There is a long pause. He fights it. Gene really really does. But Buddy threw down the gauntlet and Gene can not let it go. With his best dark brooding hero impression, he merely replies, "No, I'm Ba-" Before he can do his fun little injoke and get SOME enjoyment of this prison, Buddy has to go crazy. At least he is being crazy around Gene instead of at Gene. "I have no idea how you got medium security. I'm guess Arkham was full," he states, mostly to himself.

"Just because I have high standards you think I'm a murderer?" Buddy, still standing, points at Gene. "Serial killers are the most meticulous people I know," he says matter-of-factly. Don't analyze. "And don't think I didn't hear that. You said it yourself, Genius, you're the Incredible Hulk, you can't hog. Batman is spectacular because you can't friggin' see him comin' and he's the goddamn Batman. He can breathe in friggin' SPACE, MAN. IN SPACE. Never forget that." He hops away from the table but continues to point at Gene; in fact, he leans down and basically breathes on his neck, whispering coarsely. "Watch your baaack, man. Torres is a shifty little rat. You've heard the rumours about what he does to people who give him the eye. But you scratch my back, little fella, I'll scratch yours."

"When I'm in prison, I'm Hulk, when I'm out, I'm Batman. Besides, Batman is a human, Hulk is an alter ego. I can have the normal operations of Batman, but when I forgo reason for eating a man's eyeball, I go Hulk. Like Doctor Jekyll and Mister Hyde… If the doctor was also a genius and could kill you with pen lasers." While maybe having a hint of truth, it is clear that Gene doesn't understand the idea of 'tough guy' act. Hopefully, he won't be in prison long enough to perfect it. "But let's just keep cool for now. If we don't play it safe, how are we going to get out on good behavior?" Because they always let out suspected terrorists for good behavior! …Okay, Gene is reaching for hope too, but it's better than waiting to see if when the prison is doing their own rendition of Thriller.

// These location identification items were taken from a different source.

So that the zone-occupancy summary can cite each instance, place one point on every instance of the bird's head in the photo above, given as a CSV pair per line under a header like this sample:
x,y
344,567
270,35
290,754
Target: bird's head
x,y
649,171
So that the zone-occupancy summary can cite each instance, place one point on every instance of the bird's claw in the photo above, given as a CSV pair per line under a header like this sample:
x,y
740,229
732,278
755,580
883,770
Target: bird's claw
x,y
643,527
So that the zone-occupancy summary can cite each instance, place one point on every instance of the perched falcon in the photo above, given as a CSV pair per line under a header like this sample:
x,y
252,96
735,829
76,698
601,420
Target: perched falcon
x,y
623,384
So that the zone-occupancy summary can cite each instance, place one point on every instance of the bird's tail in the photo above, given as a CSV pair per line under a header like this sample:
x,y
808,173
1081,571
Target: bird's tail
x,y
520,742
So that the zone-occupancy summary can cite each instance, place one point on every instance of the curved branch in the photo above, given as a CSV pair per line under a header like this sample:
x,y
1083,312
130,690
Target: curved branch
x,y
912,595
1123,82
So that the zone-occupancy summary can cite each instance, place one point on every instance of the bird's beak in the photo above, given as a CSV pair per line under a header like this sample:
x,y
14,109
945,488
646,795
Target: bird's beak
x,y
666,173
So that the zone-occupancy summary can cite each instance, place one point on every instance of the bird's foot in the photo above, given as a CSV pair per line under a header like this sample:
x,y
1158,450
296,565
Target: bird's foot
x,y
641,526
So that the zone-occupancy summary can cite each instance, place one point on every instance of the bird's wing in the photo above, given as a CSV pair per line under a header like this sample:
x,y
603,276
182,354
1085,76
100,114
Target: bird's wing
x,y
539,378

Buddy eyes Gene. He eyes him for a long time, moving as much as a statue. Eyes. "…When I get out. It'll be on my own behaviour." The look he shifts from side to side is overplayed, theatrical, but he doesn't even notice. The cagey man starts to stalk away from Gene; he points at his own eyes and then at the Incredible Hulk/Batman/genius and backs away. He backs straight into another inmate walking past. "JESUS CHRIST! Let's go! Are you try'n'a start something you waste of SPACE!! I want to f— oh hey Torres, what's up." He pounds his chest. "One love." On that, Buddy winks at Gene and heads off through the mess hall.

A quirked brow (from his unbusted eye) is all Gene gives Buddy for the entire display until the man is heading back toward his cell. Only a few minutes until he is asked to go back himself. He looks up to the sky, clearly looking to the Big Guy Upstairs. "I know you have a Master Plan and you don't like people telling you how to do your job like Job did… But um, I humbly suggest less prison time and more smoking hot girls asking me to join them in bible study." With that, Gene goes to take his tray away. He tries to take the fork with him. While it may be plastic and flimsy, if he can file it down some, he could have a shiv. And if movies on prison taught him anything, shivs are important. That and gang colors, but Gangsta Gene sounds like a recipe for (phat) doom.